- Mutlaka ben bunu açar, anlatırdım, fakat bir fikir bile sürçmesin, (bundan) korkarım. 690
- شرح این را گفتمی من از مری ** لیک ترسم تا نلغزد خاطری
- Nükteler keskin bir çelik kılıç gibidir. Eğer kalkanın yoksa gerisin geriye kaç!
- نکتهها چون تیغ پولاد است تیز ** گر نداری تو سپر واپس گریز
- Kalkansız bu elmasın karşısına gelme. Çünkü kılıca, kesmekten utanç gelmez.
- پیش این الماس بیاسپر میا ** کز بریدن تیغ را نبود حیا
- Ben bu sebepten kılıcı kına koydum; Ters okuyan birisi, aykırı mana vermesin.
- زین سبب من تیغ کردم در غلاف ** تا که کج خوانی نخواند بر خلاف
- Hikâyeyi tamamlamaya, doğrular topluluğunun vefakârlığından bahse geldik:
- آمدیم اندر تمامی داستان ** وز وفاداری جمع راستان
- O reisin ölümünden sonra kalktılar, yerine bir vekil istedilerdi. 695
- کز پس این پیشوا برخاستند ** بر مقامش نایبی میخواستند
- Emirlerin veliahtlık için savaşları ve birbirlerine kılıç çekmeleri
- منازعت امرا در ولیعهدی
- O emirlerin birisi öne düşüp o vefalı kavmin yanına gitti.
- یک امیری ز آن امیران پیش رفت ** پیش آن قوم وفا اندیش رفت
- Dedi ki: “İşte o zatın vekili; zamanede İsa halifesi benim.
- گفت اینک نایب آن مرد من ** نایب عیسی منم اندر زمن
- İşte tomar, ondan sonra vekilliğin bana ait olduğuna dair burhanımdır.”
- اینک این طومار برهان من است ** کاین نیابت بعد از او آن من است
- Öbür emir de pusudan çıkageldi. Hilâfet hususunda onun dâvası da bunun dâvası gibiydi.

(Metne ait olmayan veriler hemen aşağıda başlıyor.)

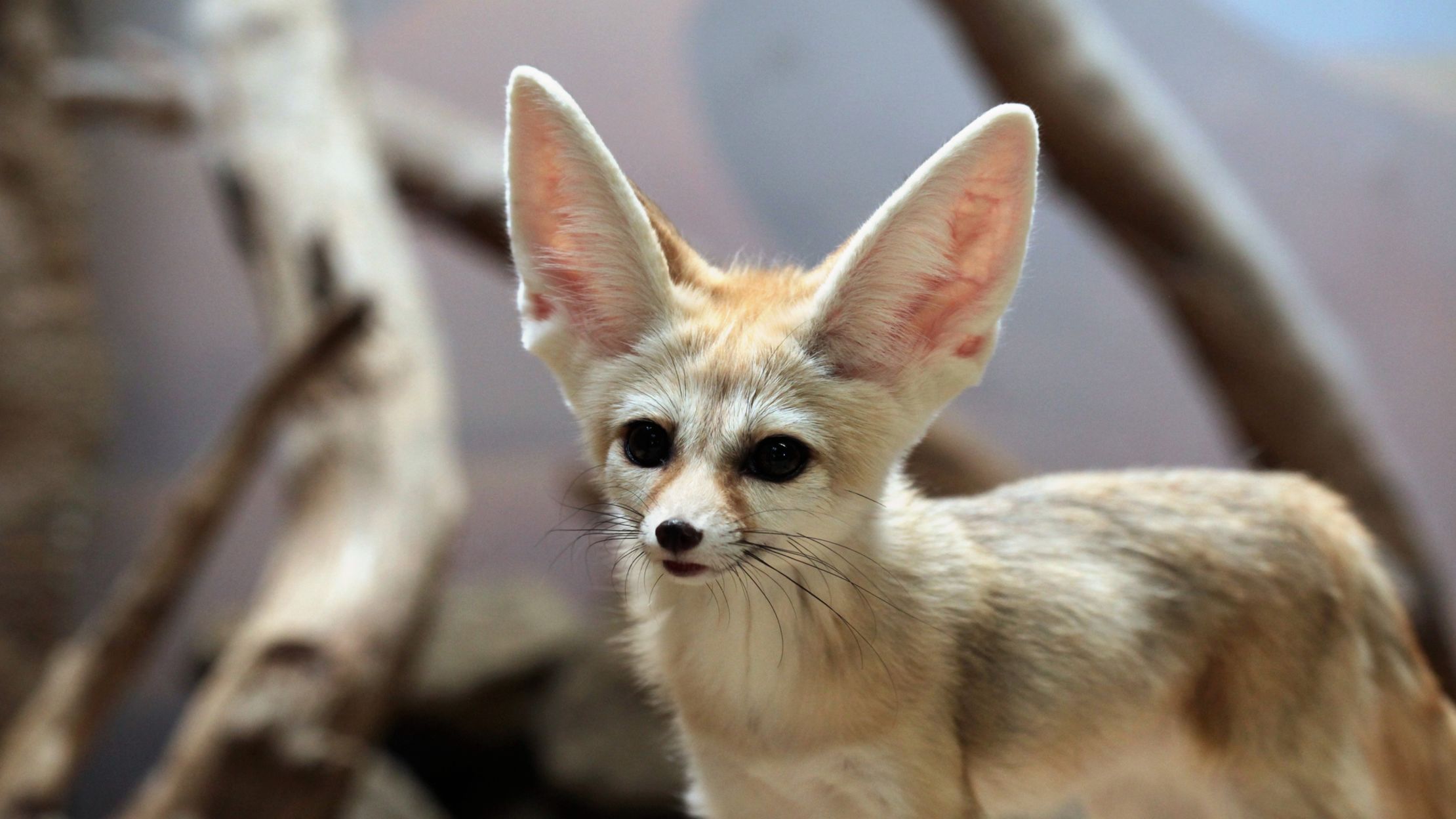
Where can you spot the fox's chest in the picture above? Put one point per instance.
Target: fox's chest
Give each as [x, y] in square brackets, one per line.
[857, 782]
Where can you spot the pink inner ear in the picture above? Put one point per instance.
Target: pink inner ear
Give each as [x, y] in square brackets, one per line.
[975, 259]
[551, 197]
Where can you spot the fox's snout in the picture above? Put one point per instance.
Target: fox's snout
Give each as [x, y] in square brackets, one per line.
[677, 536]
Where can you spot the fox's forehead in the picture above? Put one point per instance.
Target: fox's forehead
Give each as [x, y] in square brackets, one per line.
[724, 390]
[760, 301]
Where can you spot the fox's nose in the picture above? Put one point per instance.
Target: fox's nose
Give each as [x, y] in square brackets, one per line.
[677, 536]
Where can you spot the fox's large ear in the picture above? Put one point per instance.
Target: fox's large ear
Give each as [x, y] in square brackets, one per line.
[915, 298]
[593, 278]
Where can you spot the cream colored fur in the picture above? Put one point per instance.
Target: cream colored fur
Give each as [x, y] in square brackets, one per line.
[858, 650]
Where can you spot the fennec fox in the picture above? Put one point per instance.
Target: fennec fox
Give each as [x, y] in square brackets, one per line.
[832, 643]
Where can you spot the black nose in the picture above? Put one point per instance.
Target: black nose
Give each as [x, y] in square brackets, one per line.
[677, 536]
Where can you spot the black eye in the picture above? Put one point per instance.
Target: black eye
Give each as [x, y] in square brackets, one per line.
[778, 459]
[647, 444]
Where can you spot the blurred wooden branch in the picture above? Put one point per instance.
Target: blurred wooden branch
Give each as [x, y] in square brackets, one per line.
[447, 167]
[374, 489]
[88, 675]
[1117, 140]
[54, 381]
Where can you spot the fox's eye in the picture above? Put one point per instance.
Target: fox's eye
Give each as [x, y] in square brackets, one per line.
[778, 459]
[647, 444]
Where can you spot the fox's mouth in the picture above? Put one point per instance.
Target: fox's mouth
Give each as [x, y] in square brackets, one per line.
[683, 569]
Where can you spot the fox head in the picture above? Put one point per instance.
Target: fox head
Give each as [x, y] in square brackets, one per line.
[729, 410]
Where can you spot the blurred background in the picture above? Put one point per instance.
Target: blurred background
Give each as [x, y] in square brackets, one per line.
[768, 129]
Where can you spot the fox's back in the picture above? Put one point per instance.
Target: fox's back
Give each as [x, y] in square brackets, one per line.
[1108, 608]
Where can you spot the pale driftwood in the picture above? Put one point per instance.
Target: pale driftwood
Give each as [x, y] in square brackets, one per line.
[88, 674]
[54, 381]
[445, 163]
[374, 489]
[1119, 143]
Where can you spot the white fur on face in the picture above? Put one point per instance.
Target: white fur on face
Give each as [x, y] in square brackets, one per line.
[716, 420]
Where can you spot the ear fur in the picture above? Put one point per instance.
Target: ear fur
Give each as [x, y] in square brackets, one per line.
[915, 298]
[593, 276]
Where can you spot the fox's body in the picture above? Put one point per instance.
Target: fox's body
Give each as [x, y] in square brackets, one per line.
[835, 644]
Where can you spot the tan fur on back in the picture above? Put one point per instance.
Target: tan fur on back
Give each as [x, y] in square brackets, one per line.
[835, 644]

- آن امیر دیگر آمد از کمین ** دعوی او در خلافت بد همین
- O da koltuğundan bir tomar çıkardı, gösterdi. Her ikisinin de Yahudi kızgınlığı başladı. 700
- از بغل او نیز طوماری نمود ** تا بر آمد هر دو را خشم جهود
- Diğer emirler de bir bir katar olup (birbirlerinin ardınca dâvaya kalkışıp) keskin kılıçlar çektiler.
- آن امیران دگر یک یک قطار ** بر کشیده تیغهای آب دار
- Her birinin elinde bir kılıç ve bir tomar vardı; sarhoş filler gibi birbirlerine düştüler.
- هر یکی را تیغ و طوماری به دست ** درهمافتادند چون پیلان مست
- Yüz binlerce Hıristiyan öldü, bu suretle kesik başlardan tepe oldu.
- صد هزاران مرد ترسا کشته شد ** تا ز سرهای بریده پشته شد
- Sağdan, soldan sel gibi kanlar aktı. Havaya, dağlarcasına tozlar kalktı.
- خون روان شد همچو سیل از چپ و راست ** کوه کوه اندر هوا زین گرد خاست
- O vezirin ektiği fitne tohumları, onların başlarına afet kesilmişti. 705
- تخمهای فتنهها کاو کشته بود ** آفت سرهای ایشان گشته بود
- Cevizler kırıldı; içi sağlam olan, kırıldıktan sonra temiz ve lâtif ruha malik oldu.
- جوزها بشکست و آن کان مغز داشت ** بعد کشتن روح پاک نغز داشت
- Ancak ten nakşına ait olan öldürmek ve ölmek, nar ve elmayı kırmak, kesmek gibidir.
- کشتن و مردن که بر نقش تن است ** چون انار و سیب را بشکستن است
- Tatlı olan nardenk şerbeti olur, çürümüş olanın ise bir sesten başka bir şeyi kalmaz.
- آن چه شیرین است او شد ناردانگ ** و آن که پوسیده ست نبود غیر بانگ
- Esasen manası olan meydana çıkar; çürümüş olan rüsvay olur, gider.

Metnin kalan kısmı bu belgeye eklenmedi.